Union hits out at 'scandalous' care homes rent crisis
The crisis facing the country's biggest care homes company was caused by "scandalous financial engineering", a leading union has claimed.
The GMB published a 61-page dossier on the troubles at Southern Cross, which is responsible for looking after 31,000 elderly residents, and has announced that it will underpay its rent for the next four months as it struggles with a £230m annual rental bill.
An emergency debate at the union's annual conference in Brighton ended with a call on the Government to appoint a cabinet minister to help secure the future of Southern Cross staff and residents .
The union said it was time for a "fresh start" and a different social care model for looking after the elderly and vulnerable.
The dossier said that major UK and US financial institutions were involved in buying into the sale and leaseback model for Southern Cross which had now "blown up".
The union claimed that rents for the 750 Southern Cross care homes were £100m higher than they should be, which was at the heart of the current problems.
The dossier complained of a "lack of transparency" over who owns the care homes and the financial returns to "ultimate owners" of the properties.
"It gives GMB no pleasure to say that the machinations and dealings of the private equity industry, the banks and the bond market, which gave rise to the crisis in Southern Cross and the private care home industry, took place while there was a Labour government in office that was either blind to what was going on or was actually encouraging it.

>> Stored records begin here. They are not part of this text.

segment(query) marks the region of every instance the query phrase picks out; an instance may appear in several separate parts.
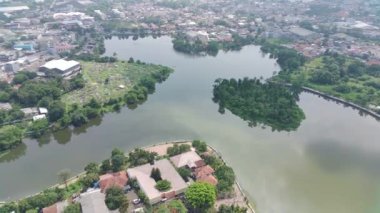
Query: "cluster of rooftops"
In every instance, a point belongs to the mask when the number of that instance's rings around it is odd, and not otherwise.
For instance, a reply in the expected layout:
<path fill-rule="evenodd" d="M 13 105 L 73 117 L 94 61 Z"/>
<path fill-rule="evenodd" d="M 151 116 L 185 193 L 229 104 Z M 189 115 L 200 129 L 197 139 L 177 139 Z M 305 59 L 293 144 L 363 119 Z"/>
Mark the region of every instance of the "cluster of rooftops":
<path fill-rule="evenodd" d="M 213 176 L 214 169 L 202 160 L 202 158 L 194 151 L 188 151 L 179 155 L 175 155 L 170 159 L 161 159 L 153 164 L 147 163 L 141 166 L 127 169 L 116 173 L 108 173 L 101 175 L 99 182 L 95 184 L 98 188 L 91 189 L 79 195 L 76 198 L 80 202 L 83 213 L 100 213 L 115 212 L 108 210 L 105 205 L 105 192 L 110 187 L 119 187 L 126 189 L 128 180 L 135 179 L 140 189 L 147 196 L 150 204 L 156 204 L 162 200 L 172 199 L 183 194 L 190 183 L 186 183 L 177 172 L 178 168 L 185 167 L 191 170 L 192 176 L 196 181 L 207 182 L 216 185 L 218 180 Z M 168 191 L 159 191 L 156 189 L 156 181 L 151 177 L 152 169 L 159 169 L 161 178 L 171 183 Z M 53 206 L 43 209 L 43 213 L 60 212 L 59 209 L 65 203 L 57 203 Z"/>

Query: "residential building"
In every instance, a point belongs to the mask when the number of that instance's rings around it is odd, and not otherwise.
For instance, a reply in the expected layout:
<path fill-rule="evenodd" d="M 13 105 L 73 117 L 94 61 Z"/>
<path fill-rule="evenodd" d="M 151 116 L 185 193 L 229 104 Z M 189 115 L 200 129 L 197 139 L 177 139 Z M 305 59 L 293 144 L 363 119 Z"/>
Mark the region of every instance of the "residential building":
<path fill-rule="evenodd" d="M 99 187 L 103 193 L 113 186 L 124 189 L 127 182 L 128 176 L 126 171 L 104 174 L 99 177 Z"/>
<path fill-rule="evenodd" d="M 170 161 L 177 168 L 187 166 L 189 169 L 195 169 L 204 166 L 202 158 L 195 152 L 189 151 L 170 158 Z"/>
<path fill-rule="evenodd" d="M 64 59 L 51 60 L 39 68 L 47 77 L 70 77 L 80 73 L 81 66 L 77 61 Z"/>
<path fill-rule="evenodd" d="M 161 172 L 161 178 L 170 182 L 171 189 L 169 191 L 160 192 L 155 188 L 156 181 L 150 177 L 153 168 L 158 168 Z M 167 159 L 156 161 L 153 165 L 145 164 L 128 169 L 127 173 L 129 178 L 137 180 L 141 190 L 148 197 L 150 204 L 156 204 L 162 199 L 170 199 L 176 195 L 182 194 L 188 187 Z"/>
<path fill-rule="evenodd" d="M 80 194 L 77 198 L 82 206 L 82 213 L 110 213 L 118 211 L 108 210 L 104 202 L 106 195 L 100 192 L 100 189 L 92 190 Z"/>

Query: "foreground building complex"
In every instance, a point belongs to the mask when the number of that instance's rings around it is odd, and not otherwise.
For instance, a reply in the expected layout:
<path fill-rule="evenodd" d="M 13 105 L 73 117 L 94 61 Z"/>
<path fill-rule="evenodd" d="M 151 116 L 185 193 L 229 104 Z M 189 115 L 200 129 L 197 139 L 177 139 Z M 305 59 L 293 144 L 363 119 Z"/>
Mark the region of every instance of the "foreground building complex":
<path fill-rule="evenodd" d="M 156 181 L 150 177 L 153 168 L 158 168 L 161 172 L 162 179 L 171 183 L 171 189 L 169 191 L 160 192 L 155 188 Z M 128 169 L 127 173 L 129 178 L 134 178 L 137 180 L 140 188 L 148 197 L 151 204 L 158 203 L 163 199 L 174 198 L 176 195 L 184 193 L 188 187 L 167 159 L 156 161 L 153 165 L 145 164 Z"/>

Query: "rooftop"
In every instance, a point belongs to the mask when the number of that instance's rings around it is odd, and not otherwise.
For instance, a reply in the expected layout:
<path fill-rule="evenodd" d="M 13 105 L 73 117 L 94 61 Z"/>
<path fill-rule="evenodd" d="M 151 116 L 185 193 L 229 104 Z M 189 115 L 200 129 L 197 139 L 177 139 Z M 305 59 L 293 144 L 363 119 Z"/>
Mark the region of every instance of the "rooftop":
<path fill-rule="evenodd" d="M 108 188 L 112 186 L 117 186 L 124 188 L 128 182 L 127 172 L 120 171 L 115 173 L 105 174 L 99 177 L 99 185 L 101 192 L 105 192 Z"/>
<path fill-rule="evenodd" d="M 105 194 L 100 189 L 80 194 L 79 202 L 83 213 L 108 213 L 110 212 L 104 202 Z"/>
<path fill-rule="evenodd" d="M 189 168 L 199 167 L 203 165 L 202 158 L 195 152 L 189 151 L 170 158 L 174 166 L 177 168 L 188 166 Z"/>
<path fill-rule="evenodd" d="M 170 191 L 181 191 L 187 188 L 185 181 L 167 159 L 156 161 L 154 165 L 145 164 L 128 169 L 129 177 L 137 179 L 140 188 L 144 191 L 149 200 L 160 198 L 164 194 L 155 188 L 156 181 L 150 177 L 153 168 L 158 168 L 161 172 L 161 178 L 171 183 L 172 188 Z"/>

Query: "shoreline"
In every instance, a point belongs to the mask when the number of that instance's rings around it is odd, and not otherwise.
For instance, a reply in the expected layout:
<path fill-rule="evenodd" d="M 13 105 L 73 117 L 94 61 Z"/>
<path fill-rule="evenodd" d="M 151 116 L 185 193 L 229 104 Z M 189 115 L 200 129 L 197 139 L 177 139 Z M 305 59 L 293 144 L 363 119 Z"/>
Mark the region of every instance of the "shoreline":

"The kings of private equity, in secret, hidden from the press and the public, perpetrated ravages on the British economy and British jobs. Under current rules more is known about the mafia than about the antics of private equity," said the report.
Helen Ewan, who works at a Southern Cross home in Mansfield, told the conference that employees were having to work longer hours by being "blackmailed" by managers to cover for staff shortages.
GMB official Justin Bowden said the fate of 31,000 residents was "hanging in the balance" because profit had been put before people.
Southern Cross Healthcare Group later issued a statement saying that it will give shareholders an update on its financial position at a meeting in London on July 12.
Southern Cross's financial woes have caused concern in Northern Ireland. The firm looks after hundreds of elderly people here and has homes in all six counties, including Castle Lodge in Antrim and Greenhall Lodge in Londonderry. Some of the homes affected also care for young people with severe disabilities, such as Longfield in Eglinton, Co Derry.